Screen Time and Autism

Screen time – understanding the positives and negatives and regulating your family’s usage of it can be overwhelming. You may feel as though your daily life, and your children’s daily lives, revolve around screens and digital media. The American Academy of Pediatrics (AAP) has created screen time recommendations for parents and caregivers of children. The type of screen time that the AAP recommends families limit is considered recreational. Recreational screen time includes digital media like television shows, video games, and various forms of social media.

The AAP (2016) suggests families follow the digital-media guidelines listed below for children:

  • Birth to 18 months. Avoid digital-media use.
  • 18 to 24 months. Use only high-quality programming, and view the programming with your child. Try to avoid letting your child use digital media on their own.
  • 2 to 5 years. Limit screen time to 1 hour per day. Continue using only high-quality programming. Use media as an opportunity to discuss with your child what they are seeing and doing on screen; make connections, if possible, to the real world; and remind them the screen world is not reality.
  • 5 to 18 years. During these years, you should pay close attention to not just how much screen time your child gets but to when they are using screens. Ensure your child is getting a full night’s sleep (i.e., 9 – 12 hours a night for ages 6 – 12 and 8 – 10 hours a night for ages 13-18), and they are engaging in at least 1 hour of physical activity a day. In addition, you may wish to instill a “no screen time” directive during family mealtimes or other family times, like game night. Finally, help your child develop a period of “downtime” that does not involve screens, like taking a walk in the park, reading a book, or writing thoughts in a journal.

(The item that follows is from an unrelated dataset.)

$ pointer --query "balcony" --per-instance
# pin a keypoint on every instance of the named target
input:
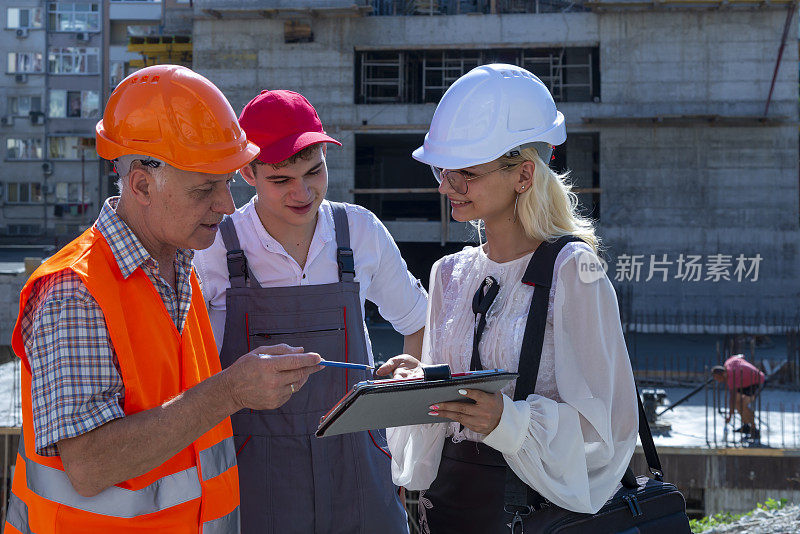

The AAP (2016) also suggests that families avoid fast-paced programs, programming that has violent subject matter, and applications that contain a lot of distracting content like flashing advertisements and excessive noise. Families should turn off devices if they are not in use and avoid using media as a way to calm their child. Furthermore, screens should not be in children’s bedrooms, and screen time before bedtime should be monitored and limited. Using screens immediately before bedtime can lead to sleep issues.

To help regulate screen time usage, families can create and download a Family Media Plan here.

Types of Screen Time

Not all screen time is bad. There are digital activities your child may engage in that are necessary and appropriate uses of technology. For example, with the increased use of digital devices within the classroom, your child may need to use a computer during school hours or use a tablet to complete their homework or read their assigned classwork materials. Additionally, an activity, like video chatting with an absent parent, a distant relative, or friends who have moved away, is a positive way to use technology. This type of use allows for social interaction even when there is a physical distance between a loved one and your child.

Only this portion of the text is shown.